I wasn't talking about me, but my Mother. And I've seen it time and time again with my pretty girlfriends. If it makes you feel better to try and berate me for my own personal observations on my own little world, I guess it just does. I can't control the world, it is what it is here. I have no control over what I've seen and heard and I was stating facts from my own corner of the world. It may be completely different somewhere else. But this is the way it is here, as I said. I live in a very small community, surrounded by farms and churches. Our way of life is more traditional. The protocol for dating is different, women (HERE where I live) are not usually the pursuers. I made the point I was trying to make for what it was worth to general readers. I'm sure there are other women who have seen something similar in their own lives, I can't be the only one. Just because I am in a discussion pool of two men and one woman, doesn't mean the entire world would agree. I'll drop it now.
 
Wtf are you talking about? I didn't berate you in any way, shape or form.
You made a stereotypical assessment of men in general and I pointed it out.
I disagreed with the notion that men should feel obligated to "chase" women.
How that turned into a convo about attractive women being targets for rapists and me "berating" you, I have no idea.
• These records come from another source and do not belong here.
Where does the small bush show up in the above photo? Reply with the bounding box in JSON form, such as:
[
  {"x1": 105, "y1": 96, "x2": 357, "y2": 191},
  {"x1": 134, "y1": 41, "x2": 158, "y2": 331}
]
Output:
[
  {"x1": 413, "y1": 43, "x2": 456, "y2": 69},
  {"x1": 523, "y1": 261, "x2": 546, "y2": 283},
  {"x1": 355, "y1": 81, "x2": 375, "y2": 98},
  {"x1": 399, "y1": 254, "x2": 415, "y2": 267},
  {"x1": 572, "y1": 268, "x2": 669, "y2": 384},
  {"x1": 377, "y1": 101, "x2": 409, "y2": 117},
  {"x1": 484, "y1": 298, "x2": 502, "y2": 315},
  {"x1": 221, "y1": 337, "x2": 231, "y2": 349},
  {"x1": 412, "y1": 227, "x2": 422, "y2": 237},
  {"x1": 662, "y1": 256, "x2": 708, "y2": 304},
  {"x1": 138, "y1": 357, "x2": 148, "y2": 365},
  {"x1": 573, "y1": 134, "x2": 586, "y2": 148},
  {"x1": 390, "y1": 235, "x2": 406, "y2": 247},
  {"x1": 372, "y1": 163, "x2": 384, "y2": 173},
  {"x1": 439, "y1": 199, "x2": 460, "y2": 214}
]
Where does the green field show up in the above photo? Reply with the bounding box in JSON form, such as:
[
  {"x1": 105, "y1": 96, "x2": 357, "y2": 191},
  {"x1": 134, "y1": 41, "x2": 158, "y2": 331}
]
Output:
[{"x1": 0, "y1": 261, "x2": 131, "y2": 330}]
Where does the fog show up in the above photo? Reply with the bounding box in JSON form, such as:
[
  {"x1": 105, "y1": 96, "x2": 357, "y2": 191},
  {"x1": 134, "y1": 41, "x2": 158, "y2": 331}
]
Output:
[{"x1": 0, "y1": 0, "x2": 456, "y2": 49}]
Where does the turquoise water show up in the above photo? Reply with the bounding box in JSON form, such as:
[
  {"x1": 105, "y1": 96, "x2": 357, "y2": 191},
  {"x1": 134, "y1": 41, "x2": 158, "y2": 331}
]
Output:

Edit: ps. I have nothing I need to "make myself feel better about" either.
 
Alright Eve, sorry if I misunderstood. I felt you were. I'm sorry talking about my own personal experiences is angering you. I did say I'll drop it, and so I shall.
 
Wow, my thread has evolved a lot since i started it, there is no point in arguing about it people, it depends on the woman's character really, some pursue, some don't. Nevertheless, I do appreciate women who show me where i stand in their mind interest-wise more than those who don't give me anything to work with. If the woman doesn't show me the slightest sign of interest, you can't really blame me for losing my interest in her too, can you? Last time i checked i wasn't a psychic, so i can't read her thoughts and know whether she's interested or not, she will have to show it to me, at least through body signals. ;)
 
You talking about your own personal experiences doesn't anger me in the least.
You taking pot shots at my character DOES.
If anything, I was acknowledging that the horrors you wrote about most certainly exist and in a previous post, I acknowledged that you were drawing from your own experiences.

I honestly have no idea why you got so upset, but you're right - best to drop the matter.

Back to the topic....

:D I will totally let a guy know I'm interested.